The LEAD/LAG functions work beyond the adjacent rows. They also support an offset parameter. Using this parameter, we can specify an arbitrary offset from the given reference row. This allows us to construct a simple query to organize our trigrams.
select
event_type as e0,
lag(event_type, 1)
over (partition by user order by event_timestamp)
as e1,
lag(event_type, 2)
over (partition by user order by event_timestamp)
as e2
from logs
where event_type = ‘app.launched’
Now we have a result set with e0,e1,e2
columns and rows representing all combinations of three events leading up to app launch. This collection includes the normal termination scenarios as well, since they also culminate in app launch. We need to wrap this in a second query to filter these out. This looks something like the following:
select
e0,e1
from (…)
where e1 != ‘app.terminated’
Finally, we modify this to include consideration for statistics, so we can order our results.
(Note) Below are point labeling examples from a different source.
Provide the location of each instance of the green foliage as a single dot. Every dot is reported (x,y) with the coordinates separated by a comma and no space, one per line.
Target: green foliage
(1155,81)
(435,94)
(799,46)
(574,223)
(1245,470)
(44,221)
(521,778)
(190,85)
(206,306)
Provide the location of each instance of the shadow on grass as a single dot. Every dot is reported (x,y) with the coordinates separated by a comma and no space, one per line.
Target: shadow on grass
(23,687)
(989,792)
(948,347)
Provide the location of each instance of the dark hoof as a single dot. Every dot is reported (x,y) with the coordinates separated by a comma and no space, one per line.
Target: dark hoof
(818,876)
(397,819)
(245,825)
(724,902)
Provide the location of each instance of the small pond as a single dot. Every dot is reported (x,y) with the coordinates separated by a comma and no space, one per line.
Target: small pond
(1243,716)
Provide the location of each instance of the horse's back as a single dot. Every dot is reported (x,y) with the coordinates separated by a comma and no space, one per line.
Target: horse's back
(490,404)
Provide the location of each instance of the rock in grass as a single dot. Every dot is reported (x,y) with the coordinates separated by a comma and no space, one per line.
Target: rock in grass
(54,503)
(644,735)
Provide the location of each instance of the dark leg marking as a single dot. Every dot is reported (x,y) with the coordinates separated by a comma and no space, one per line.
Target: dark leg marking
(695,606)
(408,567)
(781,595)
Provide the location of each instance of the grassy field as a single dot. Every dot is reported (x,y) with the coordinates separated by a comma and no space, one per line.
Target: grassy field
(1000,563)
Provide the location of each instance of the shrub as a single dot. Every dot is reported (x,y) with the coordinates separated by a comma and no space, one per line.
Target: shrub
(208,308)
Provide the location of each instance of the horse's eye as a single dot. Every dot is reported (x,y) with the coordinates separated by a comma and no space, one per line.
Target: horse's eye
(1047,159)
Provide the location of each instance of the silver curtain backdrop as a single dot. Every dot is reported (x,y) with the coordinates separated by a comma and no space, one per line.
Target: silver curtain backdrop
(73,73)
Observant readers will note we’ve removed the e2 parameter from the result set, as it will always be app.launched
. This simplifies the query and allows us to use the GROUP BY feature, resulting in the following:
select
e0, e1, count(*)
from (…)
where e1 != ‘app.terminated’
group by e0, e1
order by count desc
Now, we have a result set showing each eviction trigram and its corresponding frequency. The resulting table is immediately actionable, with the top offenders presented nicely along with their individual significance. The results might look something like this:
e0, e1, count
app.backgrounded app.background_update_started 987
app.backgrounded ui.refresh 658
app.foregrounded app.backgrounded 276
In this case, the chief offender is a stalled background update; a process starts but never finishes. Next appears to be the dreaded “UI update on background queue” causing the app to use too many resources on a main queue while in a background state.
Accelerated Diagnostics
Using these techniques, you can begin to explore some of the undiscovered sharp edges of your user experience. This targeted approach allows engineers to reduce the total time spent solving hard problems. This shines a spotlight on a traditionally dark and devious area of multithreaded systems — deadlocks. When your app deadlocks in the wild, most likely the operating system will simply evict it in the background. The user may not notice, especially if your app refreshes its state on becoming active. This means thankfully no users report problems, but it also means tragically no users report problems, so the problems go unreported. By applying some creative multidisciplinary thinking, using simple tools, we can achieve a powerful result, reducing time to resolve challenging bugs.